Ao debruçarem-se sobre esta problemática, os estudos têm confirmado que esta oposição é mais teórica do que real (Chartier, 2002; J. T. Lopes, 2004; Silva, 1994). Essa oposição, segundo Silva e Santos (1995), não representa, de todo, as dinâmicas de dominação consentida como táctica, as acções de exclusão e de segmentação, ou as práticas de integração e de modelação. Ou, ainda, a coexistência, o «desdobramento e o entrecruzamento de modos de cultura» nas sociedades contemporâneas (Costa, 1999a, p. 176). Para M. L. Santos (1988) a relação entre as duas tradições culturais (às quais chama pequena e grande tradição) sempre foram bilaterais e bidireccionais.

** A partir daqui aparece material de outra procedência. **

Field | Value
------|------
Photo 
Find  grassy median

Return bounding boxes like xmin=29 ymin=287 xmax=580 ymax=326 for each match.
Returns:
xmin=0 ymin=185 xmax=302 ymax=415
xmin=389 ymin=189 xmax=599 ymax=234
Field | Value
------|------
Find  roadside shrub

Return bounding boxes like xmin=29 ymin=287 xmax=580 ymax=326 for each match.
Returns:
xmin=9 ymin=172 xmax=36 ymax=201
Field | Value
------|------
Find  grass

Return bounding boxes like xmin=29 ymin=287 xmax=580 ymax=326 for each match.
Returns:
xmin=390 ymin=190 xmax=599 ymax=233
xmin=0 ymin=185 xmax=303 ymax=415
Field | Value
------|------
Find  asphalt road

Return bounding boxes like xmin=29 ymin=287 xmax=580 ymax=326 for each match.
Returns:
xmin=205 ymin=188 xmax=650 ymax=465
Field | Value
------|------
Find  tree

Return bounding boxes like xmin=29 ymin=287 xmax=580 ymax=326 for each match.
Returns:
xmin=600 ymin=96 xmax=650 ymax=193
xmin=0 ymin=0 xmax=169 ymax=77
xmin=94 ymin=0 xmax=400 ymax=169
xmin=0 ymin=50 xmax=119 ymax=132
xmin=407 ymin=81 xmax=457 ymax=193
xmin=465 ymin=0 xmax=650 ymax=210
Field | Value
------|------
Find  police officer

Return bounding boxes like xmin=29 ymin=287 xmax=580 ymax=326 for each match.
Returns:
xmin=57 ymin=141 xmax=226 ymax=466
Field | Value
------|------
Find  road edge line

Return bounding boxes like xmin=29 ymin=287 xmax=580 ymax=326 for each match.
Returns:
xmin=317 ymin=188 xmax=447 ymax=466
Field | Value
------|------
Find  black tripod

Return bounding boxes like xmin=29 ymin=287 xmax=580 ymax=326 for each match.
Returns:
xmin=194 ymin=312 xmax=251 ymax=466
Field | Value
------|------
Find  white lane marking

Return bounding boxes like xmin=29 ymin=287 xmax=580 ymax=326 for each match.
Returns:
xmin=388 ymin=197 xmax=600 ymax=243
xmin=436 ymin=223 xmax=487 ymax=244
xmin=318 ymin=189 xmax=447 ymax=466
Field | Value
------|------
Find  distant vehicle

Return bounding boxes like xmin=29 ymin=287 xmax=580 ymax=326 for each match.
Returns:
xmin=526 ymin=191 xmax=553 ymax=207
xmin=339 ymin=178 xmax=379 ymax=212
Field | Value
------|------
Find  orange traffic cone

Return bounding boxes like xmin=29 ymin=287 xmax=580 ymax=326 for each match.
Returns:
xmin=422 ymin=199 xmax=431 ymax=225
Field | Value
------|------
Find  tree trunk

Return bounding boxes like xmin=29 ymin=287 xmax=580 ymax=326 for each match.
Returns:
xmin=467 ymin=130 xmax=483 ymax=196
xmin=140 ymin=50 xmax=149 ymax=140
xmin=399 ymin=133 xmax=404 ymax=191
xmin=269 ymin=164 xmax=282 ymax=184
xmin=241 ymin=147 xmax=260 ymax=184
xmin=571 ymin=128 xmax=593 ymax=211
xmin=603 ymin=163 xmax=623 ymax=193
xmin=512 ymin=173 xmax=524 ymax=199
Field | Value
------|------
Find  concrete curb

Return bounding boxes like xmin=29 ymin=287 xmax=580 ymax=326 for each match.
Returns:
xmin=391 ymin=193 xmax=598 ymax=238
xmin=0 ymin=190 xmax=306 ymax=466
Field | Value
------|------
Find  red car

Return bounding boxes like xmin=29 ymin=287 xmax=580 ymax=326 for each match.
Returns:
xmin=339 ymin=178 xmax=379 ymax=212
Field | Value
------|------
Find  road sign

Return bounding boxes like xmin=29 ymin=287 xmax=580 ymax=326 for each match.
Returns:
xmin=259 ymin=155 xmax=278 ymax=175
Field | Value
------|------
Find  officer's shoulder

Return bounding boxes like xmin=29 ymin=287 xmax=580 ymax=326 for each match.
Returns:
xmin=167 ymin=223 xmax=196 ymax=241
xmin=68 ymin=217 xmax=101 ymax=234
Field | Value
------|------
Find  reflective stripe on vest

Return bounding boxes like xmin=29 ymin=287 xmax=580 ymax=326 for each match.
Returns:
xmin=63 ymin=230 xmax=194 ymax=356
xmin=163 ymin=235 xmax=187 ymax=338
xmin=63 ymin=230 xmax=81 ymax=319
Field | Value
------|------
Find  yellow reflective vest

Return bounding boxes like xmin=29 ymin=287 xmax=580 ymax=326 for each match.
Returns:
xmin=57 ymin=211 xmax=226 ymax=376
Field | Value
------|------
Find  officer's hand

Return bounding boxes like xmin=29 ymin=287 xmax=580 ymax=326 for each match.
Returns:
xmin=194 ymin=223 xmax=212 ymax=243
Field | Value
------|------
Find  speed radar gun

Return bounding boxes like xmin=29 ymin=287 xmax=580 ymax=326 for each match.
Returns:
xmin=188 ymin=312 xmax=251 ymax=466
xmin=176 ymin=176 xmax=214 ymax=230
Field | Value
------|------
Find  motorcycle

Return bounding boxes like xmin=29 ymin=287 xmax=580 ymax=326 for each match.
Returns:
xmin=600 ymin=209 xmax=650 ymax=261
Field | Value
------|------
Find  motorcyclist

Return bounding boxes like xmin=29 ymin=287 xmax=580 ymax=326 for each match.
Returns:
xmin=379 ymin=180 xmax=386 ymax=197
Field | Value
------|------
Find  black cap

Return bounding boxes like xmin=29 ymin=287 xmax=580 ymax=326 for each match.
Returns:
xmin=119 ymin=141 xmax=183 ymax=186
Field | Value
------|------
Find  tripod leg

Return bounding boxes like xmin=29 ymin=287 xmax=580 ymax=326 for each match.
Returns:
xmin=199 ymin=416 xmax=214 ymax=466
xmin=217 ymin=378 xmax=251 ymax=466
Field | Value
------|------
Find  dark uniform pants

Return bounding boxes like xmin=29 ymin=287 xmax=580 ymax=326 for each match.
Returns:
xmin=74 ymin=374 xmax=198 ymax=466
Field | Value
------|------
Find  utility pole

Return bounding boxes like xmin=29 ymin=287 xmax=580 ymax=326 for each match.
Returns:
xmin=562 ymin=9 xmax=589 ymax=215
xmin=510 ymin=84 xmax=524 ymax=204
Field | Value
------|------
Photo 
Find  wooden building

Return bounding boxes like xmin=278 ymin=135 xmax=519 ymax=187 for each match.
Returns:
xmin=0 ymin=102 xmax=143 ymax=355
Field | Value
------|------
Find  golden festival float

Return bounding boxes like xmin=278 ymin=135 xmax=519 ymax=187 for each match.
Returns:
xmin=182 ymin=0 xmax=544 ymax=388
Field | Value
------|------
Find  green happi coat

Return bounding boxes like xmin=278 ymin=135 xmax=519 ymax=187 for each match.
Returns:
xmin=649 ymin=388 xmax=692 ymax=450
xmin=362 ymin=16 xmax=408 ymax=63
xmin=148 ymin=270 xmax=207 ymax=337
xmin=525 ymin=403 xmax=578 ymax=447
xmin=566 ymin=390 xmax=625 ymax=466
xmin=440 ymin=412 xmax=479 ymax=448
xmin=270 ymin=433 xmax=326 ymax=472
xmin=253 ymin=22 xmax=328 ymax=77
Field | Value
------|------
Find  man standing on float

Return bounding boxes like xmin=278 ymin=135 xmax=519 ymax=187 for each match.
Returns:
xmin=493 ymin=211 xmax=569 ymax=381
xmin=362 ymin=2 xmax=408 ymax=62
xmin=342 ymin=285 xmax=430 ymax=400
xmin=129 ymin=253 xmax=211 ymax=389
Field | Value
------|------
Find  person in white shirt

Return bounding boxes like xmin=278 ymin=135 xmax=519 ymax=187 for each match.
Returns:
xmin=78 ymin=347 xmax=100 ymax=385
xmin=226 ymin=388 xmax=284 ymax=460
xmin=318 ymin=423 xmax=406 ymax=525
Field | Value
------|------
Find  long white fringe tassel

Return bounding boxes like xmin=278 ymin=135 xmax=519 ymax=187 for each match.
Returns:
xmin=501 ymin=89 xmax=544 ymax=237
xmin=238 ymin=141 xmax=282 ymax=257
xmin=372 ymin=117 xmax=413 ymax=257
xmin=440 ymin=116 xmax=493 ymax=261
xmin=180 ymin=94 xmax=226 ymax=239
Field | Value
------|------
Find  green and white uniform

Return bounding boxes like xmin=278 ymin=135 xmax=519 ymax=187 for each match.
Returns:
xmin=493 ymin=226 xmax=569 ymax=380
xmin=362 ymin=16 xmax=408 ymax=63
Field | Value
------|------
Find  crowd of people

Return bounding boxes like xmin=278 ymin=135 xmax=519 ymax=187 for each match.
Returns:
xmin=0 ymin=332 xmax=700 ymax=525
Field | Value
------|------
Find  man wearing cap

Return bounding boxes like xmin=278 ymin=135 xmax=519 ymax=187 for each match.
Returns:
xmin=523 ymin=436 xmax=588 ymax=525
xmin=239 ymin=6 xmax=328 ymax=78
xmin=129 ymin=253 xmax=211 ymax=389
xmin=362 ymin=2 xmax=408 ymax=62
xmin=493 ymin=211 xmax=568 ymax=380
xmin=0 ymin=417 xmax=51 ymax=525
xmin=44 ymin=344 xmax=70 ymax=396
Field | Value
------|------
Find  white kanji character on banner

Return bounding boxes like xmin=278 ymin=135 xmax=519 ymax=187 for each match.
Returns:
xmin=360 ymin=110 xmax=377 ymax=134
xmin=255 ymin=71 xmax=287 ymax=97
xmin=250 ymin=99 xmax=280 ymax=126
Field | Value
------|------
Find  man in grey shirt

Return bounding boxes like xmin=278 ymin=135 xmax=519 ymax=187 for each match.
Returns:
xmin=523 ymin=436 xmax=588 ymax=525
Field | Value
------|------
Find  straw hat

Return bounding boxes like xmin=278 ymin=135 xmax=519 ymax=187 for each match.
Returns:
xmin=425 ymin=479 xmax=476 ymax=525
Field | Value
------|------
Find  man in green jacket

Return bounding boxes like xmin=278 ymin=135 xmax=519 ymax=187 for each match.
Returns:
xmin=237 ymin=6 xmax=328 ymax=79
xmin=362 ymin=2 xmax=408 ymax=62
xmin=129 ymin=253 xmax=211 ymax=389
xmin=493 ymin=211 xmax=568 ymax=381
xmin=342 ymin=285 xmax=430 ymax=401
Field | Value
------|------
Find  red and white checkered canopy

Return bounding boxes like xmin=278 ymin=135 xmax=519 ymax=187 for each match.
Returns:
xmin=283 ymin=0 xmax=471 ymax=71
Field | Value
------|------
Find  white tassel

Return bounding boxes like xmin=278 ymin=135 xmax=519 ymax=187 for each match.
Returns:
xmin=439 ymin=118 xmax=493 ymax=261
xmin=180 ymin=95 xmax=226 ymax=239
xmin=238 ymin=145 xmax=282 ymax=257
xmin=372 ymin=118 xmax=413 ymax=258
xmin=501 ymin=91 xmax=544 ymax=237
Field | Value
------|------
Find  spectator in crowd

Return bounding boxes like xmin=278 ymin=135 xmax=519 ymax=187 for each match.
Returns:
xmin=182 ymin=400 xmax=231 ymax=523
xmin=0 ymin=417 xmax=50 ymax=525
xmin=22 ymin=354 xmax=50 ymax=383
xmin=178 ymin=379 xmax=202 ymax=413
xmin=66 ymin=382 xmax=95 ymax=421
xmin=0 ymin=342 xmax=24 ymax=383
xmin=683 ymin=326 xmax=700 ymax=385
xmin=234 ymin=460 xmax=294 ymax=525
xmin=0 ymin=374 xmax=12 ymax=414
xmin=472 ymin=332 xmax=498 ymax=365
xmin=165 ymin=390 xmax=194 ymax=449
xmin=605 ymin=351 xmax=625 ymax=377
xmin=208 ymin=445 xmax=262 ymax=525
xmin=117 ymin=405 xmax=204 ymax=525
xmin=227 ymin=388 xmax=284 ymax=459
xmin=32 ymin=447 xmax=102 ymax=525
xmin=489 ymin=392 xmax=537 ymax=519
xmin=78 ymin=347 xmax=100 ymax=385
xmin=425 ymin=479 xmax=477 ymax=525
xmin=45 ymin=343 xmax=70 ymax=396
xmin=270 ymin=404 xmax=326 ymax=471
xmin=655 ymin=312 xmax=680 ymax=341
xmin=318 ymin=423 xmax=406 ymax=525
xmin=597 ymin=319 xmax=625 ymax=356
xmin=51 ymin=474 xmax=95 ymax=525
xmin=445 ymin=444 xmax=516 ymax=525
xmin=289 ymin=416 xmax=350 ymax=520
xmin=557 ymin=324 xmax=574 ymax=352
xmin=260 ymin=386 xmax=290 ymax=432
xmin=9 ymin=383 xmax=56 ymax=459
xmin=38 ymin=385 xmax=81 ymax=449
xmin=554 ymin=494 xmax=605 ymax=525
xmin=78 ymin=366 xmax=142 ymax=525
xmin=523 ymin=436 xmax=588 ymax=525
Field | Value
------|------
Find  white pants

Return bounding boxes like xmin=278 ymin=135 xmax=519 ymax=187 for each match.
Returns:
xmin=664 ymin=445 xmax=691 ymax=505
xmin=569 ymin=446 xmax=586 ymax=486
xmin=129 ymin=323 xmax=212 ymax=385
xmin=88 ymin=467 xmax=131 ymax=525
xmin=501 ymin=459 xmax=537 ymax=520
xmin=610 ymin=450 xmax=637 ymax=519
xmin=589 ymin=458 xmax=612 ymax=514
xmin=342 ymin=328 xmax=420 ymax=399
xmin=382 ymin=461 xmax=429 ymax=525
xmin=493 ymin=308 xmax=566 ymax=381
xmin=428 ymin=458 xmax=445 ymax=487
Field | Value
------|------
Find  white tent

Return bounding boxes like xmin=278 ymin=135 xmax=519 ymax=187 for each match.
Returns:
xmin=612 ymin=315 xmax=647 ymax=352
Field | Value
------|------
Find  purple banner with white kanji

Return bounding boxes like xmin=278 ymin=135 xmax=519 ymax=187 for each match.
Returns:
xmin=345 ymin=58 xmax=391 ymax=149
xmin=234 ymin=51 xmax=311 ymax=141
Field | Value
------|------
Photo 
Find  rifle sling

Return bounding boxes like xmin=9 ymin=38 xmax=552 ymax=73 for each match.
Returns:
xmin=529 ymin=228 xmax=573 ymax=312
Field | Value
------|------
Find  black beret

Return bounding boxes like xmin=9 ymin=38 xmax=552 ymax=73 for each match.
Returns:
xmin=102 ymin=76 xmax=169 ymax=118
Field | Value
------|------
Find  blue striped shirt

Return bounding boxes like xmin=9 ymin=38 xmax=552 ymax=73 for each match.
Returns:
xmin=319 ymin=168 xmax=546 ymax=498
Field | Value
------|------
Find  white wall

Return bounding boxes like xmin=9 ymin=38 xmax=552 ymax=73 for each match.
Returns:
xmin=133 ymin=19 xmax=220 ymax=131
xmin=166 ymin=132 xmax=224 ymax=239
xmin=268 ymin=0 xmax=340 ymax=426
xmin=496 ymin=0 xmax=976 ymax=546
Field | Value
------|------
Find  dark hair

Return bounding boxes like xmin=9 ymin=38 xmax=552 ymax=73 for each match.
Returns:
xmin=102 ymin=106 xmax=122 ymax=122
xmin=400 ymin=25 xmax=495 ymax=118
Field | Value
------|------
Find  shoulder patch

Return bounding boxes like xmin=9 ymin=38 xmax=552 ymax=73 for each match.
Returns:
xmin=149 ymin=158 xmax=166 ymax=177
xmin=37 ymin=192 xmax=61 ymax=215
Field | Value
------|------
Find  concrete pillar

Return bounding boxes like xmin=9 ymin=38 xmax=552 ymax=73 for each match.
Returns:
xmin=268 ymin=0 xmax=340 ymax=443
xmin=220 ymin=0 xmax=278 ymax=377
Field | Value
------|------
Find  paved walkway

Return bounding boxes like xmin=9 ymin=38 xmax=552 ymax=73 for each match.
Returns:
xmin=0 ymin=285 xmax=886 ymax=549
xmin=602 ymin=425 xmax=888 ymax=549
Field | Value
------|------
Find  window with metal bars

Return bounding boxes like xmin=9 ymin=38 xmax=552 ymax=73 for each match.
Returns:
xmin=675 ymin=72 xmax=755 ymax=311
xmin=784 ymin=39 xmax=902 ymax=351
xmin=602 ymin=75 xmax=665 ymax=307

Apesar de assimétricas, «as trocas culturais entre uma e outra parecem ter sido relativamente fáceis anteriormente à centralização do poder político e do poder religioso na Europa Moderna» (p. 694). Segundo a autora, o jogo cultural entre as duas áreas culturais consubstancia as seguintes características:

i) existência de intercâmbio cultural entre as duas tradições; ii) intercâmbio em termos de troca desigual;

iii) utilização de jogos tácticos da pequena tradição em relação à grande tradição; iv) variedade das culturas populares.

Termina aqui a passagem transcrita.